Only at a border crossing. This was not a border crossing.

They can absolutely delay you for a few hours, because as of now, almost everyone answers, so they have time to retaliate against the few who don't. I usually get delayed 1-2 hours myself.
Not at a domestic checkpoint within the 100-mile border. To detain you for hours, they must arrest you at a domestic checkpoint.

Originally Posted by Section 107
CBP definitely has authority here. They were conducting a search for a fugitive based on reasonable suspicion (information from ICE).

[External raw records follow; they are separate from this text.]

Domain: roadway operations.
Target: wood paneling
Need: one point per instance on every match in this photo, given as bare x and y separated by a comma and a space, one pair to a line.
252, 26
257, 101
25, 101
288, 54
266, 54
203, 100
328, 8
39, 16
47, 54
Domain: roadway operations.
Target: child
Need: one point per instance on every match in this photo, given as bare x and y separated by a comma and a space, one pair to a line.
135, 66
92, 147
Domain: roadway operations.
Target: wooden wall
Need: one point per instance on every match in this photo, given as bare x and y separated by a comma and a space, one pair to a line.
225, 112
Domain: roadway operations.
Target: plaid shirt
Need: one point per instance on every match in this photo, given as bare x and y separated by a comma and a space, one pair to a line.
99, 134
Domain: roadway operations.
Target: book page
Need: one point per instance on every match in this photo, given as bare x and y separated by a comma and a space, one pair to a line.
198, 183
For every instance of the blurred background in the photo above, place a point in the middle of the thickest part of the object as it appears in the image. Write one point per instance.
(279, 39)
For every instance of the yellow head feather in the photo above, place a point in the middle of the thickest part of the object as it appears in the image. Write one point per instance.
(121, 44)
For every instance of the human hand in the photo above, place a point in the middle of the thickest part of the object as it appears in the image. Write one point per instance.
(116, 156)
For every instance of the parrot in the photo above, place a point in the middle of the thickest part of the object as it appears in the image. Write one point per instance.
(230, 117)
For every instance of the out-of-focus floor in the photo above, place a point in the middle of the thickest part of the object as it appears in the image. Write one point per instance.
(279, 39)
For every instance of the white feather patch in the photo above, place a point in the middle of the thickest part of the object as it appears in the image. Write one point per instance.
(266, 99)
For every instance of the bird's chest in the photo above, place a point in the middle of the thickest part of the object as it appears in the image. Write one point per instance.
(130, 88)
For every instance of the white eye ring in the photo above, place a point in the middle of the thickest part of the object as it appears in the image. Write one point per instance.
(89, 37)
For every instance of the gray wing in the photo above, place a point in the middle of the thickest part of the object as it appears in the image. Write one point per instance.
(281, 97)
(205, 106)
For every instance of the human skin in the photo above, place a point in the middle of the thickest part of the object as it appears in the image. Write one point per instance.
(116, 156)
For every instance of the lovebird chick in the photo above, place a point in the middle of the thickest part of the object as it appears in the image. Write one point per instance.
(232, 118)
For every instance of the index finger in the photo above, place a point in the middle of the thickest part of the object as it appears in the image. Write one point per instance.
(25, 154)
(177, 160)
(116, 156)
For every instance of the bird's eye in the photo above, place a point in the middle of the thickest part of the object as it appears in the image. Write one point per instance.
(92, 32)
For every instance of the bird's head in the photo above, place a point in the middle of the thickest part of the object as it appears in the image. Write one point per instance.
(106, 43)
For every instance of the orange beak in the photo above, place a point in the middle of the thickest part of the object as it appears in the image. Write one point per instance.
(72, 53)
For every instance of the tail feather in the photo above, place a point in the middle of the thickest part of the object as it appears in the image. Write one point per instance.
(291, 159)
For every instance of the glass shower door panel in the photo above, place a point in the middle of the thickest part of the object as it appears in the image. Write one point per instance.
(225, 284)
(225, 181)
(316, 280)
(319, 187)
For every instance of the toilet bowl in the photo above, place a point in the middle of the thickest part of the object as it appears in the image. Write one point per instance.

The search could just as easily have been conducted by the local airport police agency. (Jurisdictions have laws that probable cause exists and a police agency may arrest an individual when a police agency in another jurisdiction provides information that a valid warrant exists.)
True.

This search would be defended on several levels - the first of which would be that it was a consensual stop.
Under the facts presented, it was not communicated to the passengers that they were free to go, and in fact they were told that they must present identification to leave, so it was not consensual.

The search would also be allowed both under Terry (reasonable suspicion) and under the exceptions allowed for suspicionless searches for special populations.
Terry v. Ohio requires articulable suspicion that a crime occurred and that particular person committed it. You can't stop every person in the vicinity of a crime to try and sort out which person committed the crime. This was not a valid Terry stop.

Further, Courts would rule the search allowable because the government's interest in arresting the fugitive outweighed the level of intrusiveness (merely producing ID). The Court would especially point out that the intrusion (producing identification that was needed to get on the plane in the first place) was so minimal as to be negligible.
Perhaps you would like to point out a case that says that because you just threw the 4th Amendment out the kitchen window.

TSA only matches names on ID to names on BPs to allow an individual to enter the screening checkpoint; TSA does not check to ensure the person who passed through the checkpoint actually got on the flight indicated on the BP presented to the TDC.
Yes, but the airline submits the manifest to DHS, which does run a criminal check of those boarding an aircraft.